Overall, whatever gains we had in the recommendations section are overshadowed by the findings section. A library director not only oversees library operations, but sets priorities and strategic goals for the library. The library director has an overwhelming influence on organizational values, including how the library serves its patrons and its communities. Having a library director respond to privacy concerns brought up by members of the community—members who could also be patrons of the library – with dismissals and compliance-only responses sends a message to the community and the library staff that the library does not prioritize patron privacy beyond doing the bare minimum.

Why would the findings responses overshadow what’s already been done based on the report recommendations? Again, the library director sets the priorities, including where resources are spent and empowering staff to meet patron and community needs. A library director like the one we find in the responses in the findings section is less likely to fully fund a privacy program or give the assigned data privacy officer agency within the library to develop, implement, and assess privacy practices at the library. Any effort will end up being short lived, choked by lack of resources and staff agency.
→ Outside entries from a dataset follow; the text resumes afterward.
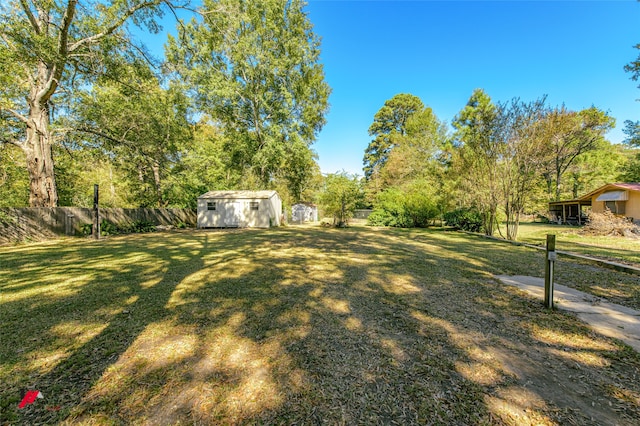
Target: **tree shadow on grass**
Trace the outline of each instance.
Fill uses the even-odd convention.
[[[2,319],[13,330],[1,336],[3,352],[9,352],[4,367],[23,374],[12,377],[20,382],[13,380],[1,391],[11,403],[3,407],[3,421],[50,423],[63,418],[145,327],[165,317],[164,305],[175,286],[201,267],[202,252],[210,247],[206,236],[195,247],[190,238],[174,238],[179,244],[174,247],[162,239],[119,237],[25,253],[22,264],[11,260],[16,277],[41,267],[31,276],[42,278],[40,287],[44,282],[52,289],[36,297],[11,298],[15,295],[10,293],[31,287],[6,284],[12,291],[3,294]],[[62,285],[56,286],[55,280]],[[17,413],[22,387],[41,390],[46,402]]]
[[[638,357],[499,288],[487,268],[519,256],[508,247],[492,255],[429,232],[369,229],[190,238],[196,247],[158,244],[160,281],[135,288],[128,305],[118,298],[112,307],[128,312],[42,376],[77,391],[72,404],[60,400],[66,411],[34,407],[25,419],[631,424],[637,416],[637,402],[620,395],[640,395],[623,376]],[[148,281],[145,268],[131,273]],[[591,406],[579,392],[601,399]],[[575,406],[583,413],[566,411]]]

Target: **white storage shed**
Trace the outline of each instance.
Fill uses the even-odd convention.
[[[198,197],[198,228],[280,226],[282,200],[276,191],[209,191]]]
[[[318,206],[310,203],[298,203],[291,206],[291,222],[317,222]]]

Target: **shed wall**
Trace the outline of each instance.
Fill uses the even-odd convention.
[[[207,203],[216,203],[216,210],[208,210]],[[251,209],[251,203],[258,203],[258,210]],[[198,228],[268,228],[280,225],[282,209],[277,196],[270,199],[247,198],[199,198]]]

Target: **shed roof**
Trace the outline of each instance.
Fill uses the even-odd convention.
[[[257,199],[257,198],[271,198],[277,195],[276,191],[209,191],[202,194],[198,198],[207,199]]]
[[[590,193],[583,195],[580,197],[580,200],[584,200],[586,198],[591,198],[595,194],[601,191],[612,191],[616,189],[623,189],[629,191],[638,191],[640,192],[640,183],[638,182],[620,182],[620,183],[608,183],[606,185],[601,186],[600,188],[591,191]]]

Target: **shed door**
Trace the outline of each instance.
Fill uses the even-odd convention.
[[[228,203],[224,209],[224,225],[239,226],[242,217],[242,203]]]

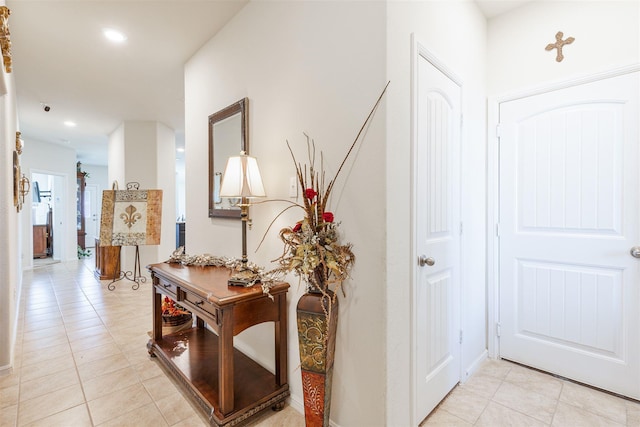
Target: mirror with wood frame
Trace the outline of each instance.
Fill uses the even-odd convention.
[[[220,183],[227,159],[249,152],[248,105],[240,101],[209,116],[209,217],[240,219],[240,199],[220,197]]]

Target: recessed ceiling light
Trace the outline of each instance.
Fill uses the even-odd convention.
[[[105,28],[104,30],[102,30],[102,33],[108,40],[111,40],[115,43],[122,43],[127,40],[127,36],[125,36],[118,30],[114,30],[113,28]]]
[[[184,148],[176,148],[176,151],[177,151],[178,153],[184,153]]]
[[[64,122],[64,125],[70,128],[74,128],[77,126],[76,123],[72,122],[71,120],[67,120],[66,122]]]

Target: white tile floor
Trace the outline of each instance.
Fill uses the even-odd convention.
[[[133,291],[122,281],[111,292],[107,283],[94,279],[91,259],[25,272],[16,370],[0,377],[0,427],[207,425],[148,356],[150,285]],[[302,427],[304,417],[287,406],[250,425]],[[487,361],[423,425],[640,427],[640,404]]]
[[[422,426],[638,427],[640,403],[507,361],[487,360]]]

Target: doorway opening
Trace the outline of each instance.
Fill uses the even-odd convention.
[[[38,267],[62,260],[65,177],[32,172],[31,182],[32,259]]]

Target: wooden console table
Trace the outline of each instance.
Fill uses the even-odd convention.
[[[167,263],[147,268],[153,279],[149,354],[168,368],[210,424],[234,426],[268,407],[282,409],[289,396],[289,284],[274,286],[271,300],[260,286],[228,286],[230,270],[226,268]],[[163,295],[190,310],[196,317],[195,327],[163,336]],[[262,322],[274,322],[275,375],[233,348],[235,335]]]

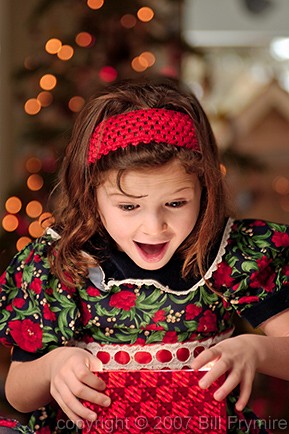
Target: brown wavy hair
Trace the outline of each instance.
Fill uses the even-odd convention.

I worry that many other library directors will adopt this type of response strategy when dealing with their communities’ concerns about privacy practices. This type of messaging is damaging not only to library staff who strive to protect patron privacy at the library and to the trust that patrons have in the library to protect their privacy, but to librarianship on an ethical level. In response to F1, the SCPL library director quotes Article VII of the ALA Bill of Rights:

VII. All people, regardless of origin, age, background, or views, possess a right to privacy and confidentiality in their library use. Libraries should advocate for, educate about, and protect people’s privacy, safeguarding all library use data, including personally identifiable information.

Given the responses in the finding section, the library director’s use of this quote might could have been replaced by the stock quote you find in many commercial businesses—“We value your privacy.” Based on the responses in the findings section, the first quote is starting to ring as hollow as the second.

[1] A Twitter thread analyzing the report can be found at  https://twitter.com/yo_bj/status/1143487843521556480

[2] There is no documentation in the report or response proving that the library performed such a legal review of AoD. It can be argued, then, that the civil grand jury did the legal review for them.

[3] For example, you can be in compliance with legal regulations and still have a privacy breach in the form of an ethics breach. The library profession has a few ethics codes, including codes of ethics from ALA and IFLA. Patrons also have rights in the library as outlined by those organizations as well, and those rights can be at odds with legal regulations.